Affrontare la trasposizione di un sandbox privo di narrativa strutturata è una sfida che farebbe tremare i polsi a chiunque. Jared Hess, il regista che ha fatto del weird la sua cifra stilistica (impossibile non citare Napoleon Dynamite), approccia il mondo di Mojang con un’estetica che potremmo definire “iper-realtà dissonante”.
Dal punto di vista tecnico, il film è un curioso ibrido: la scelta del live-action inserito in ambienti interamente ricostruiti in CGI crea un effetto che inizialmente destabilizza. Sebbene la modellazione degli abitanti e delle creature (pecore e panda squadrati inclusi) sia tecnicamente ineccepibile per dettaglio e texture, l’integrazione degli attori soffre della classica sindrome da green screen, rendendo i movimenti dei protagonisti talvolta eterei rispetto alla solidità dei blocchi circostanti. La fotografia tenta di mediare con colori saturi e luci artificiali che richiamano l’estetica dei parchi a tema, ma il distacco visivo resta evidente.
Jack Black e Jason Momoa caricano le loro performance di un’energia quasi cartoonesca, necessaria per non farsi divorare da un comparto scenografico così ingombrante. Tuttavia, la sceneggiatura — che vede ben sei firme nei crediti — sembra soffrire di una crisi d’identità. Se nella prima metà il film brilla per alcune intuizioni originali e un ritmo sostenuto, nella seconda parte si perde in un convenzionale scontro fantasy che tradisce la natura stessa del gioco: la creatività illimitata. Il montaggio si fa concitato e alcune sottotrame appaiono come riempitivi per raggiungere il minutaggio standard.

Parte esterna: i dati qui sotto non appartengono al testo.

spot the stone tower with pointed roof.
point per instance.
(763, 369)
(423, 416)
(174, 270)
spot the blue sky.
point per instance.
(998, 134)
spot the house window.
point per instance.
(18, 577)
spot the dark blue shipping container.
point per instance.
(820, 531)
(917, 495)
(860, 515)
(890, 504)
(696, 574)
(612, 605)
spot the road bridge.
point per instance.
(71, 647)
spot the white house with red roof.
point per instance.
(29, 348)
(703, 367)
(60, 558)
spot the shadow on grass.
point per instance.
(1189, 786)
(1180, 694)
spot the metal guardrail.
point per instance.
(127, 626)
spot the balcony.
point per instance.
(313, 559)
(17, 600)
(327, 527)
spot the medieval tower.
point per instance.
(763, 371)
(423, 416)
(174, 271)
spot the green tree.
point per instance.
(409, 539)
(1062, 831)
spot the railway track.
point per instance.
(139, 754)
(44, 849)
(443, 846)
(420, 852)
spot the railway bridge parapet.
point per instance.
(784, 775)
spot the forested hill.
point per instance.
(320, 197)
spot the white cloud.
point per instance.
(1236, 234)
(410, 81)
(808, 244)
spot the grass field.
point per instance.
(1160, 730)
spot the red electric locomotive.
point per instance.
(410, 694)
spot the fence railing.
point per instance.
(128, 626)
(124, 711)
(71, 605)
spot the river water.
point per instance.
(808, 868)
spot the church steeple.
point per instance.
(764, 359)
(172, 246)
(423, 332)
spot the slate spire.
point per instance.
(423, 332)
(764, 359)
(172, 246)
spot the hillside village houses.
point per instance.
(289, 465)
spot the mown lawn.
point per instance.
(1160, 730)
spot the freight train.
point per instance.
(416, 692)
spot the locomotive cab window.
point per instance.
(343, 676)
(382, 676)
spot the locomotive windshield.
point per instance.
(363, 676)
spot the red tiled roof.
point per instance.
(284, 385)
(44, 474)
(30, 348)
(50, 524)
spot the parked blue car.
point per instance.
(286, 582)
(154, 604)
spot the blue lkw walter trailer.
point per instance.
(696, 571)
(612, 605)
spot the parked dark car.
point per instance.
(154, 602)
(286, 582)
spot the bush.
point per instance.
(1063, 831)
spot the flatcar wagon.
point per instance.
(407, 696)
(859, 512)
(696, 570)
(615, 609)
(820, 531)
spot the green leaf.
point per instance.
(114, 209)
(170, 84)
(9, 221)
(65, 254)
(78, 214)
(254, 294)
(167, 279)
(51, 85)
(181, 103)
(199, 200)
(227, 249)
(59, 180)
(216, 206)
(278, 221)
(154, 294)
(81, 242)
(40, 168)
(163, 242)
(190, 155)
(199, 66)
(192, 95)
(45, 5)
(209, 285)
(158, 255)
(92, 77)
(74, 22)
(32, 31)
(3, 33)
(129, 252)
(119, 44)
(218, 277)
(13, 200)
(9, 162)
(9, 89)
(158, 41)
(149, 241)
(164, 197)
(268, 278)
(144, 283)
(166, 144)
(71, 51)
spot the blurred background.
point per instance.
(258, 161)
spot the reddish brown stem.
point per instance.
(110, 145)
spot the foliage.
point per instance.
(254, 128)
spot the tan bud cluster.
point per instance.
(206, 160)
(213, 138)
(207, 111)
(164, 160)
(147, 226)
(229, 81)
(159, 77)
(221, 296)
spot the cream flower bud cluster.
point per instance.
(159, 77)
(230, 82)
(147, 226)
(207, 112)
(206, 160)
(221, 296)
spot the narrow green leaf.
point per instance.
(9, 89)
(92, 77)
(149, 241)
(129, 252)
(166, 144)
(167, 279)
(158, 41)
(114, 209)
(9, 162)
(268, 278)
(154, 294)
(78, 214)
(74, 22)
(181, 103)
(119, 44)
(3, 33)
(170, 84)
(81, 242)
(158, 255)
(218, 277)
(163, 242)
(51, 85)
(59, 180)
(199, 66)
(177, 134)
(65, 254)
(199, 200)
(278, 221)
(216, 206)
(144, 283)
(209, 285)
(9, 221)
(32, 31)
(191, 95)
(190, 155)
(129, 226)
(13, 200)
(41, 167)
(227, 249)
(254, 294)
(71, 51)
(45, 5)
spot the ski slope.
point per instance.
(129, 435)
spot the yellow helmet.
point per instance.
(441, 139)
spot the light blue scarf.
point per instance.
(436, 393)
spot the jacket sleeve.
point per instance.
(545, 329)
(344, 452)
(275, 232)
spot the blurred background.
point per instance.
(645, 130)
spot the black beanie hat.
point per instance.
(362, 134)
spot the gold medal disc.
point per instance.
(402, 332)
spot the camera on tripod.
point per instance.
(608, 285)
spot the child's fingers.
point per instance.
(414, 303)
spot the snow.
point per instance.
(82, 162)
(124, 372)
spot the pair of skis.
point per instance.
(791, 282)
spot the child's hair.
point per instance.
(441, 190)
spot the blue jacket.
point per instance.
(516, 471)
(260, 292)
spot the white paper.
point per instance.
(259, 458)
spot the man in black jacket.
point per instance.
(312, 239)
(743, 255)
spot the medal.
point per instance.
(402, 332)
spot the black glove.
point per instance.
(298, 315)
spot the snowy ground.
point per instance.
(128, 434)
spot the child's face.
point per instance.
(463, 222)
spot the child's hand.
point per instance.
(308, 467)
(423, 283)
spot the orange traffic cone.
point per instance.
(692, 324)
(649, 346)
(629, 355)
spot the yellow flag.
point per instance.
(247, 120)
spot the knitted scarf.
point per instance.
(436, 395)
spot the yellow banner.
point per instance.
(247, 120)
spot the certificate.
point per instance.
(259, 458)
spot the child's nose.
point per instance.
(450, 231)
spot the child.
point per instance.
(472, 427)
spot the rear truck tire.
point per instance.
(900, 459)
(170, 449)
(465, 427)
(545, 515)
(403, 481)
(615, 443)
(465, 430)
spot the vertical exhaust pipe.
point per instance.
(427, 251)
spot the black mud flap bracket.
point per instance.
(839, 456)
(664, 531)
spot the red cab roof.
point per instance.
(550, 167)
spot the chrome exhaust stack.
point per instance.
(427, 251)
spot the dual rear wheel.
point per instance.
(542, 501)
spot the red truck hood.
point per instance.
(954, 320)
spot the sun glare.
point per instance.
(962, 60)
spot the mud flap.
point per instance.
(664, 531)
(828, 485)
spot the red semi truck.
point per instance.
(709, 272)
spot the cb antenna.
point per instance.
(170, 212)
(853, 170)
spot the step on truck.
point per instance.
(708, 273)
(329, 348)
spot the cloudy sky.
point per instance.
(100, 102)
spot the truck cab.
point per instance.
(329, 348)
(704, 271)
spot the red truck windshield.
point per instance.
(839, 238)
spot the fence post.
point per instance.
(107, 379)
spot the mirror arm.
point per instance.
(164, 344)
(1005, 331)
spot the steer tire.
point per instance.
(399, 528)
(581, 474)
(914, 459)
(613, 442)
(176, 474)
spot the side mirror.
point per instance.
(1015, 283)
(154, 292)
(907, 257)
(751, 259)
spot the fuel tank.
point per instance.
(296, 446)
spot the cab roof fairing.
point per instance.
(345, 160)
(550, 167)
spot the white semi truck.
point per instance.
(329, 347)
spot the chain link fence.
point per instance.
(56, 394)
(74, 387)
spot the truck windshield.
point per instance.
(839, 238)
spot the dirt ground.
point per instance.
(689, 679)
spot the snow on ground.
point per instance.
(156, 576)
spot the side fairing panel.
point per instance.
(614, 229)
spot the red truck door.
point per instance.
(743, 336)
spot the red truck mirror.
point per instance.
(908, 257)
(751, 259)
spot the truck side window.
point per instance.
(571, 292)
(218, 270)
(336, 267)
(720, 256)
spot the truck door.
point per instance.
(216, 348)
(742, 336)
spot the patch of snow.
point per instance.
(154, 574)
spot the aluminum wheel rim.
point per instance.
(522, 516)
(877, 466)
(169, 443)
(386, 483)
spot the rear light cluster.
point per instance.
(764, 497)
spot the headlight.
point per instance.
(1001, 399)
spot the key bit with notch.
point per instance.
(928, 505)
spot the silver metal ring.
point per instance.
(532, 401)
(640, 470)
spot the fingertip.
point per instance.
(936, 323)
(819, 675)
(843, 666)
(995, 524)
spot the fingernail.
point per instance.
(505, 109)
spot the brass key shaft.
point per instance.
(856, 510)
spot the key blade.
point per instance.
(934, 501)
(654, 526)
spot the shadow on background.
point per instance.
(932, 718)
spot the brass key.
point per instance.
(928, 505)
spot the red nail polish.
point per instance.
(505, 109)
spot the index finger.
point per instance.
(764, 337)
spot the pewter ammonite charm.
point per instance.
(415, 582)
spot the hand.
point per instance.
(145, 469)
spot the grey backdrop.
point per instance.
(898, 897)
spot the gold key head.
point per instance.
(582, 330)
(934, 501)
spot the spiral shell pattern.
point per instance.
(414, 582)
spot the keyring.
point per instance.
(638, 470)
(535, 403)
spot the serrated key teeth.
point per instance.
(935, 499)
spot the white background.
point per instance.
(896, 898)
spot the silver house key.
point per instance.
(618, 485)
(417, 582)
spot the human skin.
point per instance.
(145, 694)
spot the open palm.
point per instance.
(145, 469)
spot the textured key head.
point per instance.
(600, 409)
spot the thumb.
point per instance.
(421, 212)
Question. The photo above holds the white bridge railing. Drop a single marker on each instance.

A Minecraft Movie è un’operazione simpatica ma imperfetta. Riesce a elevarsi sopra il mero “cinema-merchandising” grazie alla mano stravagante di Hess, ma manca il colpo di genio che ha reso grandi operazioni simili come The LEGO Movie. È un film che invita alla creazione, pur essendo esso stesso intrappolato in una struttura produttiva un po’ troppo rigida.